Batch script to find a value in the first column of text file based on the parameters

Question

I have a file links.txt:

1 a b c
21 b d
14 c j k l
5 d r e

test.bat 1:

@echo off
for /f "tokens=*" %%c in ('findstr /b "%*" links.txt') do (
echo %%c
)

I passed "1" as parameter to test.bat and expected output is "1 a b c". But it is displaying all the rows which is beginning with "1".

Answer 1

Your command is "find all of the lines in the file that /b (begin) 1 (passed in as a parameter).

You need

for /f "tokens=*" %%c in ('findstr /b /c:"%1 " links.txt') do (

as the syntax of findstr requires /c:"find this string" /c:"or this string" to find an exact string containing spaces - "find this string" will find find or this or string

You could process your input-parameter string like:

SET "params= %*"
SET "params=%params: = " /c:"% ""
SET "params=%params:~2%"
findstr /b %params% ....

OR perhaps use

findstr /b /g:"afilename" ...

where afilename contains your required strings one to a line with the spaces appended as required.
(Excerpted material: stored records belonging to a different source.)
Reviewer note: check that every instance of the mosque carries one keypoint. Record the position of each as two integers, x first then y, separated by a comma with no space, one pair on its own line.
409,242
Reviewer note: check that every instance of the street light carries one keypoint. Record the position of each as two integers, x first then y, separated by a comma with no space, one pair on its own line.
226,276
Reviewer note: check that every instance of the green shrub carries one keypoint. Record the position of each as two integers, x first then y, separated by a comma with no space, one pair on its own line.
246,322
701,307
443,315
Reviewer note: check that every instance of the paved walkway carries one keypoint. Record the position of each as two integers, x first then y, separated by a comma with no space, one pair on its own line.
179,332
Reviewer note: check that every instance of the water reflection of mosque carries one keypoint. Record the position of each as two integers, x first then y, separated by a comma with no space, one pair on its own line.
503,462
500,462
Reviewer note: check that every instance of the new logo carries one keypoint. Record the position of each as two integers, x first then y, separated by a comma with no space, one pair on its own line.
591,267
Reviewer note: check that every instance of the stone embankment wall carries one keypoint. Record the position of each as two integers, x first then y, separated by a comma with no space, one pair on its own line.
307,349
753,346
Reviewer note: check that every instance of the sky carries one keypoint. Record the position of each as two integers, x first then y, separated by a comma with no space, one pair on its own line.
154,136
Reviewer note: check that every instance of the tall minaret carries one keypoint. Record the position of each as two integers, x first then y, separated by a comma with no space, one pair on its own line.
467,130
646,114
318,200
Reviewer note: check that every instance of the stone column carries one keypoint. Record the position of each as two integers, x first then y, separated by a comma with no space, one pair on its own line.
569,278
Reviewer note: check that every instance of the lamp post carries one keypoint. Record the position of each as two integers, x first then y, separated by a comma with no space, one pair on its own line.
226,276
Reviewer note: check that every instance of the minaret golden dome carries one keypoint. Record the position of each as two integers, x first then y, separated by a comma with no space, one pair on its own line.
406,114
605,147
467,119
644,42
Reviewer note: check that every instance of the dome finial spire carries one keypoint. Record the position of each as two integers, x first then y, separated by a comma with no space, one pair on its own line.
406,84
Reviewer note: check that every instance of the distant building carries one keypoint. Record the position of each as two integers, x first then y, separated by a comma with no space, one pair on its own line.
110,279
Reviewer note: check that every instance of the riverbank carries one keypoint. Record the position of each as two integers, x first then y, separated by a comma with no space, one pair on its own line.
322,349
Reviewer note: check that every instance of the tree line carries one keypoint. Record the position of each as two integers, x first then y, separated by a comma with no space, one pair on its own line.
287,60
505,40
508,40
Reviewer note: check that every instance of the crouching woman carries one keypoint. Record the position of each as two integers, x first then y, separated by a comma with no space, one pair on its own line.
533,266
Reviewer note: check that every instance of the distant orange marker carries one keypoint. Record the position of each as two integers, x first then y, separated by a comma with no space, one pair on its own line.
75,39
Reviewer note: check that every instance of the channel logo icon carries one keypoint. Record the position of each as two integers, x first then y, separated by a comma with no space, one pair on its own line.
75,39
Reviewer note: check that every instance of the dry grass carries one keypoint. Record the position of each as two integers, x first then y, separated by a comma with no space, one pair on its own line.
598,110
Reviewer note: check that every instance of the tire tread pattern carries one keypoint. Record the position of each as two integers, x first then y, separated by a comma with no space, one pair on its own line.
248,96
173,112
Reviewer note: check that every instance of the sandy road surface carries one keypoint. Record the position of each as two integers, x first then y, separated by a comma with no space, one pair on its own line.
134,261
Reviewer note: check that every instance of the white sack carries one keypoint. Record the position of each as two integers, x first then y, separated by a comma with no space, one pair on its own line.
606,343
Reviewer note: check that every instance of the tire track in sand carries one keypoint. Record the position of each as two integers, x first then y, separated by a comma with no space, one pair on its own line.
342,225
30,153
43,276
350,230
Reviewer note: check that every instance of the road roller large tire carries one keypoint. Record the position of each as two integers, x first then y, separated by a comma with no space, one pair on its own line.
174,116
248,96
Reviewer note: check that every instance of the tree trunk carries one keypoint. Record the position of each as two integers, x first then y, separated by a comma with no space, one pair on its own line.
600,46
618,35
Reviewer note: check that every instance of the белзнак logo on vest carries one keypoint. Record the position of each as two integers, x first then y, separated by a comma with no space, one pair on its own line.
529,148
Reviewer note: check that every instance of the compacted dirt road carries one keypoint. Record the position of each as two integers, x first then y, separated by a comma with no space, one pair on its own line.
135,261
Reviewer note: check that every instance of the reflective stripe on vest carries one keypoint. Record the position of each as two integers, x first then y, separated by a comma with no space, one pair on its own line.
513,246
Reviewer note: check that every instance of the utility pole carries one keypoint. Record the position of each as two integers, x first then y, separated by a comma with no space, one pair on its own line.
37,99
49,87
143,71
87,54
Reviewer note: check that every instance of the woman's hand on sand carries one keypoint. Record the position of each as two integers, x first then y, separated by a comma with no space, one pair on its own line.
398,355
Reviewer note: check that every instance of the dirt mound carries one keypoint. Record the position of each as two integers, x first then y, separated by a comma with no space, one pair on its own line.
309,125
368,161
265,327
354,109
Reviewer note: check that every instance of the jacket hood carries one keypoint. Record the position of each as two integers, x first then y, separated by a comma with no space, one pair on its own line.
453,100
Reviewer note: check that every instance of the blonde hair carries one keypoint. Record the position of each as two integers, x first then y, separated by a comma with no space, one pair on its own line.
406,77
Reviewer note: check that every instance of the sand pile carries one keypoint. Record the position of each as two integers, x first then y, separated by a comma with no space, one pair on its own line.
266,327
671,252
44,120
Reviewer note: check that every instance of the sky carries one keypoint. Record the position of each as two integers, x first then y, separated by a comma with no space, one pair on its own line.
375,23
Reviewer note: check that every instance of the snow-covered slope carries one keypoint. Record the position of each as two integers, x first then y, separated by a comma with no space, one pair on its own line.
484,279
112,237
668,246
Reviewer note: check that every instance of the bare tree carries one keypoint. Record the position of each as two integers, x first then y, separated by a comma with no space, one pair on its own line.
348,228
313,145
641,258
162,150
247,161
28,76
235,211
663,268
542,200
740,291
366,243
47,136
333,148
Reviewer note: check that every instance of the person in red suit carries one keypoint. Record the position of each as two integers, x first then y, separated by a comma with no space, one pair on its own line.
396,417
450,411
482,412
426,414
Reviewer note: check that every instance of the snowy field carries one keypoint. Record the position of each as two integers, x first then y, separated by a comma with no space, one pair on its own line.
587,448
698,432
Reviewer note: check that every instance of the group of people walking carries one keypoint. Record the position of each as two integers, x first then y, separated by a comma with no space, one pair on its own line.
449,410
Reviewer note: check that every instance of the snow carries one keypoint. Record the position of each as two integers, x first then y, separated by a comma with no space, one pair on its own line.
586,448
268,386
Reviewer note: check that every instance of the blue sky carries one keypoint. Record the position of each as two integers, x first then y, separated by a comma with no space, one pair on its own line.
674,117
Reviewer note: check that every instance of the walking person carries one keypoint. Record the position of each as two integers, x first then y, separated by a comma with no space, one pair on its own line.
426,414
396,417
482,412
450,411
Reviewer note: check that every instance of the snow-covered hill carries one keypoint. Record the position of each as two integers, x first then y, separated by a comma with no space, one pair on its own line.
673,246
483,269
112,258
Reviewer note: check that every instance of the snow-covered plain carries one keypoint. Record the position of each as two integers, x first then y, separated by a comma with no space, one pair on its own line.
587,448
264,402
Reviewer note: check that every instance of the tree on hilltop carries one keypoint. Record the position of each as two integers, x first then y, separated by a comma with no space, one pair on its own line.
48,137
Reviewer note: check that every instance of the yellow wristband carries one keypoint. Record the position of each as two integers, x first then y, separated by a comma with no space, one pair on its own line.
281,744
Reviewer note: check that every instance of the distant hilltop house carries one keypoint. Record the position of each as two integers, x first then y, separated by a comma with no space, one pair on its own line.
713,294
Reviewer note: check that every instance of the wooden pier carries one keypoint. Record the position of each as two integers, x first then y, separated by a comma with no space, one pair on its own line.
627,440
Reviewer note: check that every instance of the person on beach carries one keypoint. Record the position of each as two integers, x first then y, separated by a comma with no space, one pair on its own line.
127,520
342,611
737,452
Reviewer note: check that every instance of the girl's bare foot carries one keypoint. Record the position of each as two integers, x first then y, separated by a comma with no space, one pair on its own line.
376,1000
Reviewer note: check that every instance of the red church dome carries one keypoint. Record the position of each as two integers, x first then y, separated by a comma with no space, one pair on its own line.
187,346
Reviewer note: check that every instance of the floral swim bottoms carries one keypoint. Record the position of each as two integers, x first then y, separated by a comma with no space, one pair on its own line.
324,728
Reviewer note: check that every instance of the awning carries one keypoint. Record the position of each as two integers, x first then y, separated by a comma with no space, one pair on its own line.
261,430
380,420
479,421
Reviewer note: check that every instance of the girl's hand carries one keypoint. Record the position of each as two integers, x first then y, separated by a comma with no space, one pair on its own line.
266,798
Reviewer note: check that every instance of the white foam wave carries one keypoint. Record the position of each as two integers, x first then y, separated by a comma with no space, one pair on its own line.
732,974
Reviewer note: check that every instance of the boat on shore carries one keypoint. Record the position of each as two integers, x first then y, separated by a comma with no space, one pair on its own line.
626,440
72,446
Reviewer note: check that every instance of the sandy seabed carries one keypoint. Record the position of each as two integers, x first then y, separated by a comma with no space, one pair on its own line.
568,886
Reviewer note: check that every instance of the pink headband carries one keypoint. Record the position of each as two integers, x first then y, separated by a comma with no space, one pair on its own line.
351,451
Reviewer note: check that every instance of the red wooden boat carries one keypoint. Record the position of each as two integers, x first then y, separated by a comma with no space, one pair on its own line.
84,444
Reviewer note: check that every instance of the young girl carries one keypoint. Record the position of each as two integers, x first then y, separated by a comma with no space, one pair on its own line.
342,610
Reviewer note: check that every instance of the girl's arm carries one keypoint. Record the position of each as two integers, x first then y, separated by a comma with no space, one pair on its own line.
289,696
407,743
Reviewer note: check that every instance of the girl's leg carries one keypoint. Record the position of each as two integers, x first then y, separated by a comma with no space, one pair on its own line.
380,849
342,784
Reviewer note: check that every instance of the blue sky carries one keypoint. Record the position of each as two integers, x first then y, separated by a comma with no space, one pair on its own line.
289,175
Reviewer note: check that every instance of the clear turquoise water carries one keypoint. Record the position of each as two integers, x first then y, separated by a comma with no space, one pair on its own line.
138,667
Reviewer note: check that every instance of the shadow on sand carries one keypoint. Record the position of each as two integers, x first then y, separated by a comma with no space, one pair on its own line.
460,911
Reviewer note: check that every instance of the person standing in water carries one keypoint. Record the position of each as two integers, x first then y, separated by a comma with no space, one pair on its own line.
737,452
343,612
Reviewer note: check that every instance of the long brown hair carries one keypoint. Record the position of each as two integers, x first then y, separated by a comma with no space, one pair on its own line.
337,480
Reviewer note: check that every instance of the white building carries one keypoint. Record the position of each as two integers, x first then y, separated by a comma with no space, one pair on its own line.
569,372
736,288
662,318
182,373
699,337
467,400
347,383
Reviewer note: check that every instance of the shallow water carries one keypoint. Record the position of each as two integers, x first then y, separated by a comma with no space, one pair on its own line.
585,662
Note that many editors will drop trailing spaces by default.

---

For the example case in the comment...

@echo off
setlocal
SET "params= %*"
SET "params=%params: = " /c:"% ""
SET "params=%params:~2%"
echo the params string is %params%
for /f "tokens=*" %%c in ('findstr /b /L %params% links.txt') do (
echo %%c
)

params is assigned the value of the command-tail. Each space is then replaced by " /c:" and " appended to the end. Then only those characters after the second are used.